If the decision of the court had been rested upon the proposition that under the homestead laws of California Mrs. Baker, on the death of her husband, became by right of survivorship the sole and exclusive owner, as against her children, of the entire estate in the lands covered by their joint declaration of homestead, -- irrespective of its value at the time of such declaration, or of her husband's death, -- I might not have dissented from that view.
But the judgment and order of the superior court are reversed, and the cause is remanded for a new trial, to be had in accordance with the views expressed in the opinion, which thereby become, and must remain, the law of the case.
Amongst the views so expressed is one from which I feel constrained to express my dissent.
It is held -- as I understand the opinion -- that Mrs. Baker, by mere force of the act of Congress of 1866 granting to the city of San Francisco the outside lands, and independent of any right accruing to her under our homestead laws, became entitled to a conveyance from the city of all the lands left in her possession by the death of her husband, to be held by her in her own right, to the exclusion of her children. This conclusion is based upon a narrow and literal construction of the clause of the act requiring the city to convey the lands granted to the parties in bona fide actual possession thereof by themselves or tenants at the date of the passage of the act. It assumes either that the person lawfully in possession, by himself or tenant, at the date of the passage of the act, was the sole object of the bounty of the government, without regard to the character or capacity in which he had obtained or held the possession; or it assumes that when John H. Baker died, in 1863, leaving his widow and minor children in possession of the land in controversy, he had no estate in the land to which they could succeed, and that the possession so devolved upon her as head of the family was held by her absolutely in her own right, and not in any representative capacity.
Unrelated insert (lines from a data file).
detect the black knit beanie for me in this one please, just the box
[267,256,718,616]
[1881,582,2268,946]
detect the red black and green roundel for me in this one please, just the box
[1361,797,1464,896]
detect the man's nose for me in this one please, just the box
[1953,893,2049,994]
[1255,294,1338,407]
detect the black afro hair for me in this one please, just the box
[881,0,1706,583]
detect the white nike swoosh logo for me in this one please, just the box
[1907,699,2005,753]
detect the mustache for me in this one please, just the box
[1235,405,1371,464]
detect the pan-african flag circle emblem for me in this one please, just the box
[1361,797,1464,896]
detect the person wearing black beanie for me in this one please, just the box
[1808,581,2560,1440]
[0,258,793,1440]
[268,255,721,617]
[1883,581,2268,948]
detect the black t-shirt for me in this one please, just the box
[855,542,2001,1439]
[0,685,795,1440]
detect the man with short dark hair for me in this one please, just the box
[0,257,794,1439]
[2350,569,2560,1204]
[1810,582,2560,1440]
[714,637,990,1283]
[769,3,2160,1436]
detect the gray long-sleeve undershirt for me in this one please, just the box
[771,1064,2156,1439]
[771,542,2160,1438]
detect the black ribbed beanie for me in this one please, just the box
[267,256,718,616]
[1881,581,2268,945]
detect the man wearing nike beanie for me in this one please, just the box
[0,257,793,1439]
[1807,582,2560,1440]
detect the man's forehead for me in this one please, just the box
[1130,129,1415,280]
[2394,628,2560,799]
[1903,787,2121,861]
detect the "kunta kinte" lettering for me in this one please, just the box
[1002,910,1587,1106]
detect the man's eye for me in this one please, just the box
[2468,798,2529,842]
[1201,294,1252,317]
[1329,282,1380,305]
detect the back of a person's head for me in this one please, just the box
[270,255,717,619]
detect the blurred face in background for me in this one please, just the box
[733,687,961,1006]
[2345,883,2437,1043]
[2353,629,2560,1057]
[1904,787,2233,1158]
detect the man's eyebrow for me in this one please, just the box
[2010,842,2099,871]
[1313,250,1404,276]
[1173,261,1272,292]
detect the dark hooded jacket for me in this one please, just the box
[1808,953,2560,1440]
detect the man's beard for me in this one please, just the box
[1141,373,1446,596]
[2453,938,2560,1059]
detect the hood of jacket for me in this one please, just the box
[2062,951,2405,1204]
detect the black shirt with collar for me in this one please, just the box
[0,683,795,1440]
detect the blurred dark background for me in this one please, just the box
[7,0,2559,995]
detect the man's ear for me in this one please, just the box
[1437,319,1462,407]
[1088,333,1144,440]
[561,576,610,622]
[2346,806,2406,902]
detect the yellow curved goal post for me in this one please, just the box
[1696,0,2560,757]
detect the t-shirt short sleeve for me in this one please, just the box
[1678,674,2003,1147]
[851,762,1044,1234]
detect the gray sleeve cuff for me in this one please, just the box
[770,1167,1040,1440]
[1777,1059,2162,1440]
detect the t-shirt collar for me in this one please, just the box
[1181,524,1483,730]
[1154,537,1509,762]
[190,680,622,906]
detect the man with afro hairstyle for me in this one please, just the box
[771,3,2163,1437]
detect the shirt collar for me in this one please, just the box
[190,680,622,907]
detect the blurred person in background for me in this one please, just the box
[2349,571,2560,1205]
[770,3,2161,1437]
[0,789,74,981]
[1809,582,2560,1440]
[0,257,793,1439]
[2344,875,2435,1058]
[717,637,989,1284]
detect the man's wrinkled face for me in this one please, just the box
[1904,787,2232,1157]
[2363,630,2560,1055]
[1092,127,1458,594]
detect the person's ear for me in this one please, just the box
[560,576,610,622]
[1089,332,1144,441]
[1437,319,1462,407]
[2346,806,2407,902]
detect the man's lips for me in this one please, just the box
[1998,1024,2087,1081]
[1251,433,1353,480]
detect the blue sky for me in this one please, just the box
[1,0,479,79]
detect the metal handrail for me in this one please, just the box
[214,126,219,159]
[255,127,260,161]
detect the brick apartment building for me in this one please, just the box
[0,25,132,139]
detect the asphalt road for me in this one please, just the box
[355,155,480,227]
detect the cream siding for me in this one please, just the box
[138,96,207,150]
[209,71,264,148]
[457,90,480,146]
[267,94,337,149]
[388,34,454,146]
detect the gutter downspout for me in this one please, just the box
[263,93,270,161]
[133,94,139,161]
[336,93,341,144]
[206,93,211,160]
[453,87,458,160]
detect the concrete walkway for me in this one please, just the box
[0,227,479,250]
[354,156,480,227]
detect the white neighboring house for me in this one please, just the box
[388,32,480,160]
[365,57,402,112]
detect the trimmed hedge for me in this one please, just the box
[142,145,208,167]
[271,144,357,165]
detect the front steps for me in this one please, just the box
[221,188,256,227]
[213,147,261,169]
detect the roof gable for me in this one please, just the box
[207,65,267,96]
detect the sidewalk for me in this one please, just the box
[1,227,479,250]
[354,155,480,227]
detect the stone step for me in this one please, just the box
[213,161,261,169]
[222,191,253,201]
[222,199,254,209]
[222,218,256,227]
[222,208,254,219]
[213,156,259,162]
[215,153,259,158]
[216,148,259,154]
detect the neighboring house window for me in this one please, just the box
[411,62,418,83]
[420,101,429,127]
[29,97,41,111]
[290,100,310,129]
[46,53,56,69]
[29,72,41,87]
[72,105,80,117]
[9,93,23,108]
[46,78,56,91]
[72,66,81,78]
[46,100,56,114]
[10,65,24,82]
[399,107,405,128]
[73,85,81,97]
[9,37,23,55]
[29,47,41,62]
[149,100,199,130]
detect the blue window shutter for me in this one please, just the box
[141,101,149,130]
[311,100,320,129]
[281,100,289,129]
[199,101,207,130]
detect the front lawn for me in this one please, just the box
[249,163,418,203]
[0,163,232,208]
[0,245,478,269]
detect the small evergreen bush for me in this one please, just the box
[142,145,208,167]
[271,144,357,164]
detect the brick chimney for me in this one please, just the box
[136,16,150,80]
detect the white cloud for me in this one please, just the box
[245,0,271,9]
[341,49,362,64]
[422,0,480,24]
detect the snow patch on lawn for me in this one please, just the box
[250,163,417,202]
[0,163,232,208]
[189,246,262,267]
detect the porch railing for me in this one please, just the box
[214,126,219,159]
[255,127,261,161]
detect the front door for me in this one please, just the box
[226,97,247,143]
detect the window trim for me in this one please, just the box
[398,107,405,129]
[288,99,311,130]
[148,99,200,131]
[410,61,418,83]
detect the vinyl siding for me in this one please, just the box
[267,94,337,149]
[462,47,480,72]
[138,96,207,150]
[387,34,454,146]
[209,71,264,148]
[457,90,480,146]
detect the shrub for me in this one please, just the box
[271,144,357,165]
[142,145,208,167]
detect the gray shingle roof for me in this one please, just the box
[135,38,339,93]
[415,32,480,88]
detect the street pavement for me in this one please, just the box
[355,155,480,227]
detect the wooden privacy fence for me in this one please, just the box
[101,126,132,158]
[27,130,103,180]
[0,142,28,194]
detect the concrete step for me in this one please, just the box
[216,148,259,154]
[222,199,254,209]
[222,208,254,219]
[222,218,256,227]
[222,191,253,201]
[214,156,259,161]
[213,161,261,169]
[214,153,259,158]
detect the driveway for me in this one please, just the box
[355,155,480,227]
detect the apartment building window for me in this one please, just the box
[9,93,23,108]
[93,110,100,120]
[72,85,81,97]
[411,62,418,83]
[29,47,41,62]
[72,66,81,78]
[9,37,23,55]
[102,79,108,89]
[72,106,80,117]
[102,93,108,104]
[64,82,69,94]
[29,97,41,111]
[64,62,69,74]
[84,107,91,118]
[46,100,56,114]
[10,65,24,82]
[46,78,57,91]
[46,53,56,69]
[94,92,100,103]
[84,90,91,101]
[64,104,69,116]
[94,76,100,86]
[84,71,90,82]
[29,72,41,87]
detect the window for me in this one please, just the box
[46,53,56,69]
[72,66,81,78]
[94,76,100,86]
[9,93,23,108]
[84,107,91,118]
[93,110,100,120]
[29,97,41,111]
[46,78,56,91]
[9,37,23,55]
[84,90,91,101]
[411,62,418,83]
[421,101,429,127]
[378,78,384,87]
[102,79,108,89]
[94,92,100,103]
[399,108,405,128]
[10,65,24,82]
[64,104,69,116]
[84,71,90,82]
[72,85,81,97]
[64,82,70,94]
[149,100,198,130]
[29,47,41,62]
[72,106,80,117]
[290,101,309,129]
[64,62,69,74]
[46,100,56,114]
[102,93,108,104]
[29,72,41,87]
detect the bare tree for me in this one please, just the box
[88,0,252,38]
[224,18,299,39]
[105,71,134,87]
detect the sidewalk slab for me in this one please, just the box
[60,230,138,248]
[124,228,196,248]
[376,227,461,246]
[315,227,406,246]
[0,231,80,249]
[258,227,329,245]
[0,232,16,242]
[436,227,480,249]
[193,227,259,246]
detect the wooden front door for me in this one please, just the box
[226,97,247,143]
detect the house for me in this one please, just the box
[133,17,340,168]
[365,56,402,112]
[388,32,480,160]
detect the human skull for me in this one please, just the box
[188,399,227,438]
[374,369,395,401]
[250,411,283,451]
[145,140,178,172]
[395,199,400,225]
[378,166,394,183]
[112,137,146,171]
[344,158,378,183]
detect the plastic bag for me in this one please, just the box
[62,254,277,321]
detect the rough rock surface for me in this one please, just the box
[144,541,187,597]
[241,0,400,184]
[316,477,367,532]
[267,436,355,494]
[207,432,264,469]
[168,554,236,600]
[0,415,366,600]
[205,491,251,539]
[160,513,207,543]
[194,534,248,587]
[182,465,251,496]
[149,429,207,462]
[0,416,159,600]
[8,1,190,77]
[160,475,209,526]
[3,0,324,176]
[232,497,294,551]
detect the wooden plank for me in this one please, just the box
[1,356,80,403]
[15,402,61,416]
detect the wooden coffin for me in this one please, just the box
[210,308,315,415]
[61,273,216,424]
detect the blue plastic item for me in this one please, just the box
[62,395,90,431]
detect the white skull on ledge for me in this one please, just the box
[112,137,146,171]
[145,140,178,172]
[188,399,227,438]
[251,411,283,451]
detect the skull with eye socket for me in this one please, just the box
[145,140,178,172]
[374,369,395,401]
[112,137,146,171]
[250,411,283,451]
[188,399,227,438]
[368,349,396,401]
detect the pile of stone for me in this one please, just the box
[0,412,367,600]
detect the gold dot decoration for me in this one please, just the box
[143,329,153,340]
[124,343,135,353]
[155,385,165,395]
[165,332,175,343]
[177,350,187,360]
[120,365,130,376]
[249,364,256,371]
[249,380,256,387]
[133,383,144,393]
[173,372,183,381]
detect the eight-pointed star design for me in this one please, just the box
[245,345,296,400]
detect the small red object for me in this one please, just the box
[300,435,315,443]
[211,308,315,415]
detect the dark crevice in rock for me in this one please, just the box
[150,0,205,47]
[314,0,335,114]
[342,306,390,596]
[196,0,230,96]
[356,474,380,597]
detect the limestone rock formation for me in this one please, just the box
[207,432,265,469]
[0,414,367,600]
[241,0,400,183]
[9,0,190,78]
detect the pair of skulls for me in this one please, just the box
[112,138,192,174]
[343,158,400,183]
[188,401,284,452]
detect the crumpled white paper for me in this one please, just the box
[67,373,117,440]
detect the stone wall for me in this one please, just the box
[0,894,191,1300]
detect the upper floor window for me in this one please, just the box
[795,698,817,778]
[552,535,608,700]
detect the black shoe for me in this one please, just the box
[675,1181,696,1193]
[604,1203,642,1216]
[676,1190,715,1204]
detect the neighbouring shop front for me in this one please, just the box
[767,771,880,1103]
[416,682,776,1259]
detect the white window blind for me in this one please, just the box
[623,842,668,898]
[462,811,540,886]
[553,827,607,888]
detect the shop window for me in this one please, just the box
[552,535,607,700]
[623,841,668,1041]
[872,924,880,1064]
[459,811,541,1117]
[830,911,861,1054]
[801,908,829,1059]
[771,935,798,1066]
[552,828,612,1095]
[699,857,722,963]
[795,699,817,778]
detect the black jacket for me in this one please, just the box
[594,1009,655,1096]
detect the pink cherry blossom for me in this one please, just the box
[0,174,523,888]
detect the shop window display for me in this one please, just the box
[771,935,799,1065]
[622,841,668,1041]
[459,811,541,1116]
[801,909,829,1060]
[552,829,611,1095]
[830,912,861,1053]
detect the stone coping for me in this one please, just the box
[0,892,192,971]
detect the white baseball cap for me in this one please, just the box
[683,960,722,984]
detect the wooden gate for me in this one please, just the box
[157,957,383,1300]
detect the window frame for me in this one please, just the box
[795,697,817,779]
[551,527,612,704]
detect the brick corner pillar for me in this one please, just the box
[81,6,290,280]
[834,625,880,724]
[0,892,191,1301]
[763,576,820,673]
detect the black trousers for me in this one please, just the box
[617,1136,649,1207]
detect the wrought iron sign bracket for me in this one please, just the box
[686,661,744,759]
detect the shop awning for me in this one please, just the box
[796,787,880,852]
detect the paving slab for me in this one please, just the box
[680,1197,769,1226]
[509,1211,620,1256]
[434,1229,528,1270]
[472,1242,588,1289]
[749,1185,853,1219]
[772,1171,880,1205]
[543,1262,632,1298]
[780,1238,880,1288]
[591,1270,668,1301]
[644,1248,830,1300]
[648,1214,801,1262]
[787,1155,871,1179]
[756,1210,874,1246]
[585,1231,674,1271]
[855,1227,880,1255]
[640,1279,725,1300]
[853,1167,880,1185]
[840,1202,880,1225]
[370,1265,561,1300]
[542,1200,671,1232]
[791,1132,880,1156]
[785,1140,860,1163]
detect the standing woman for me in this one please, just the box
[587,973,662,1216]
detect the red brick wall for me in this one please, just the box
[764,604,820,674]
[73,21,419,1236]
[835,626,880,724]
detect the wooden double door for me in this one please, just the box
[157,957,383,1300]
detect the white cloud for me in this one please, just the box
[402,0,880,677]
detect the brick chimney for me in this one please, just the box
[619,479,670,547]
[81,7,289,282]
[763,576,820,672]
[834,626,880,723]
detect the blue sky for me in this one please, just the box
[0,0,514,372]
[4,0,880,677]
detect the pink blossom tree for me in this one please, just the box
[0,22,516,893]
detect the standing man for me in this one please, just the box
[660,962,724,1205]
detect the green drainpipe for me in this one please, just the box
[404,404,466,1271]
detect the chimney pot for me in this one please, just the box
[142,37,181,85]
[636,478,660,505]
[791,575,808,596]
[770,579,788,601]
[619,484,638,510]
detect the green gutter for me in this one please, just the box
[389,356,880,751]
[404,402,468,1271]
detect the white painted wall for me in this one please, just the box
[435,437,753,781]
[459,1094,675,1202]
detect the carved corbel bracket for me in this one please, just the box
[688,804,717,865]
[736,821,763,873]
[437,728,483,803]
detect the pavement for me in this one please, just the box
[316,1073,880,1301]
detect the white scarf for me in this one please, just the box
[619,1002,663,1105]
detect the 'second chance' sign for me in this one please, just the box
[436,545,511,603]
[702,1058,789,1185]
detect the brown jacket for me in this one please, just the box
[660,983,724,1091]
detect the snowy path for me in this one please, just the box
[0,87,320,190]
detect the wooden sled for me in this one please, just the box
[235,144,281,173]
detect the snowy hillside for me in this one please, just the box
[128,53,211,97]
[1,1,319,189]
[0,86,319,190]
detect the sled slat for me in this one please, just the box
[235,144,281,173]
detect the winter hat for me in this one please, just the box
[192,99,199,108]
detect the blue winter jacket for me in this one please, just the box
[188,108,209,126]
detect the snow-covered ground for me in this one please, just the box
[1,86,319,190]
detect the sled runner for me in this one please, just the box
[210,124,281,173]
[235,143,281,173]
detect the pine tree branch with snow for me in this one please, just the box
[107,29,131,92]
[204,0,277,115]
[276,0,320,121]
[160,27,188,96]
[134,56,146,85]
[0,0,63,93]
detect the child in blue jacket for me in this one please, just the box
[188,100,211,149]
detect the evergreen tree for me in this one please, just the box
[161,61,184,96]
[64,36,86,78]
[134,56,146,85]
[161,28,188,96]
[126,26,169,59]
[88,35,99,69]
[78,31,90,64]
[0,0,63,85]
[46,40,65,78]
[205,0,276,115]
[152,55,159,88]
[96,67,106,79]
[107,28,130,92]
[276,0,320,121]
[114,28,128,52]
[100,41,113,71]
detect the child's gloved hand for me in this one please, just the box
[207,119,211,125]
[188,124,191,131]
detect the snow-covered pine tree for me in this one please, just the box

If this is true, -- if the children of John H. Baker inherited no interest in this land from him when he died, -- it must be equally true that if their mother also had died before the passage of the act of 1866, they would have inherited nothing from her. What, then, would have happened? Being minors and orphans, they and the land would naturally have passed into the charge and custody of a guardian, who would have been found in the bona fide actual possession of the land, as head of the family, at the passage of the act of 1866. Such guardian would have been just as clearly within the literal terms of the act in the case supposed, as Mrs. Baker actually was in the case as it is; and if the representative character in which she held the possession, and her trust relation to her children, must be ignored, so must the representative character and trust relation of the guardian have been ignored; and on precisely the same reasoning which sustains the exclusive right of Mrs. Baker to receive a conveyance of the land, it must have been held that the guardian was entitled to a conveyance of the land, to the exclusion of his wards. But I venture to say that no court would have carried the principle here decided to this its logical and necessary consequence. In my opinion, it would have been held, in the case supposed, that it was the duty of the guardian to obtain a conveyance of the lands from the city, and that he would hold them, when so conveyed, in trust for his wards, according to their several and respective rights as heirs and successors of their deceased parents. And, upon the same grounds, I am of the opinion that Mrs. Baker, when she obtained a conveyance of these lands (considering the matter without reference to her rights under the homestead law), held them in trust for her children, according to their respective rights as heirs of her deceased husband.